What are the handiest things you've ever taught your golden to do? 

Fergus doesn't obey too many commands yet, but he tinkles on cue when I say "Go Potty!" and he will run upstairs, into my bedroom, and jump in his crate if I tell him to "Go Home!", but only if I have a cookie in my hand. Boy after my own heart. I jump for cookies too!​


----------



## ILoveAMonster (Nov 11, 2007)

Celeigh said:


> I saw ACC's post about teaching her golden to "Shake Off" on cue in the shower at bathtime and thought that was so cool!
> 
> What are the handiest things you've ever taught your golden to do?
> 
> ...


I just came from that thread, and I was thinking you must have thought of this from her. hehe. 
As horrible as this sounds, I think one of the best commands we have is "go lie down" it's not the same as "lie down" when we add the go infront of it he goes across the room and lies down. No offense to Monster but sometimes I like alone time. He has a tendency to put his head on books when I'm reading...or other times he can be a nuisance when my boyfriend's over. sorry if that's tmi.


----------



## LOVEisGOLDEN (Jan 4, 2008)

her no ma'am command is great, i won't describe it again-i posted it a few days ago in the puppy section under "just need to brag a little"


----------



## Celeigh (Nov 29, 2007)

I really like the No Ma'am command you wrote about yesterday, Layla's mom!


----------



## Oaklys Dad (Dec 28, 2005)

One of my odd command is the Stop! It will make Oakly stop when we are walking on or off leash. On his Flexi it is good to for choking up on the leash and off leash it is good when I need to take control of him.


----------



## peeps (Sep 12, 2007)

My Piper will bow on command - she will place her two front legs flat on thew ground and keep her butt up in the air it's really cute - go peeps!!!)


----------



## FlyingQuizini (Oct 24, 2006)

Handiest behaviors:

"Kitchen" - go to the kitchen, which is where Quiz is during the day when I'm gone.
"COME!" - best behavior EVER!
"Get Back" -- for him to back up, usually out of the way of the door as I'm coming in.
"Wait" - whatever you do, don't come forward.


----------



## RickGibbs (Dec 16, 2005)

Handiest has to be "Lay Down" while I'm preparing their food. They'll patiently lay at the entrance to the kitchen, watching, until I ask them if they're ready to eat...


----------



## ShadowsParents (Feb 27, 2007)

"Take a bow" is ours.


----------



## Charlie06 (Feb 10, 2007)

I taught Charlie to give kisses.
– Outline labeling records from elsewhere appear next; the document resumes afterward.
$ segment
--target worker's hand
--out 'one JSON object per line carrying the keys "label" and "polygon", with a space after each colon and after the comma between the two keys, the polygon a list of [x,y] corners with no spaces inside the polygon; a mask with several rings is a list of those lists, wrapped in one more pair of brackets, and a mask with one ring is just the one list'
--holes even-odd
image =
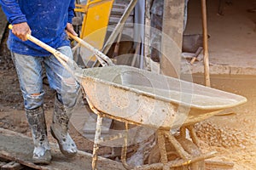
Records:
{"label": "worker's hand", "polygon": [[67,31],[69,31],[70,33],[72,33],[74,36],[78,36],[77,32],[75,32],[75,31],[73,30],[73,25],[70,23],[67,24],[67,27],[66,27]]}
{"label": "worker's hand", "polygon": [[14,24],[12,32],[22,41],[26,41],[26,35],[31,34],[31,30],[26,22],[22,22],[19,24]]}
He goes up to whoever you tell him to and gives them. 

My favorite one is to unzip my coat. He'll jump up, grab the little zipper part and pull all the way down until it opens at the bottom.


----------



## Maggies mom (Jan 6, 2006)

I put Maggie in a down stay and I will say Maggie shy, she will cover her eyes with her front paws, in a down I will tell her to chill and she will lay her head down on her front paws and wont lift her head till you give her the command to


----------



## RoxyNoodle (Nov 9, 2007)

I don't know what's changed, but Roxy has all of a sudden learnt (or has chosen to finally listen to!!) loads of things recently. It's probably becuase we're spending all day together at the moment, but my favourites are

*Whilst out on walks*
Coming to a whistle
Coming back full stop!!!!
Wait - meaning stopping right where she is and sits until I've caught up to her

*At home*
Dining room - means get out of the kitchen - we've no child gate now, but she just lies down at the doorway


----------



## Jazzys Mom (Mar 13, 2007)

My fav. command -- *wait*
They both also know ---- *get back, leave it, go lie down, cookie* and several others I can't think of right now.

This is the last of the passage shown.